After volcanism at Brokeoff ended, magmatism became more silicic and began migrating toward Lassen Peak's northern flank. The last 400,000 years have seen at least three known flows, parts of which are still on Raker Peak and Mount Conard. A subsequent explosive eruption ejected 12 cumi of material and created a large crater, which was soon covered by lava. Twelve lava domes were built throughout the area and the next period of eruptive activity began. Spanning 50,000 years it ejected 3.5 cumi to 6 cumi of material and was followed by a third period. At least twelve periods of activity have taken place since Brokeoff formed, consisting of activity including pyroclastic flows, pasty lavas, and additional lava domes. Among the vents built by this activity is Lassen Peak.

== Flora and fauna ==
Near the trailhead at lower elevations, alder thickets are present, as well as incense cedar, red firs, and western white pine. At higher elevations, groups of mountain hemlock and lupines prevail. Eagles and hawks can be frequently noted on high crags, and squirrels and pika live about the mountain.

== Recreation ==
Hiking is especially popular on the mountain during summer.
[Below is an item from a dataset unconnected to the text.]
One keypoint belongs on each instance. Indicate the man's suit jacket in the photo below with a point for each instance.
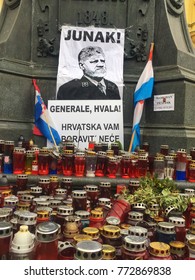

The mountain trail lasts between four and six hours, spans 7.4 mi, and offers "exceptional" views of Mount Diller, Lassen Peak, Chaos Crags, and Mount Conard.

Due to the characteristically intermittent eruptions of active volcanoes such as Lassen Peak, there is some threat from the volcanoes of the LVNP. Dacitic explosive eruptions have taken place within the last 50,000 years at Lassen Peak, Chaos Crags, and Sunflower Flat, and effusive eruptions of basalt have occurred at Tumble Buttes, Hat Mountain, and Prospect Peak. Pyroclastic flows and lahars could easily occur near glaciated areas and in river valleys like Hat Creek Valley. In addition to the volcanic hazards that could possibly occur, one volcano did erupt in the 20th century in LVNP: (Lassen Peak). Lassen's eruptions (1914–21, though most activity occurred between 1914 and 1917) were very small compared to the 1980 eruption of Mount St. Helens.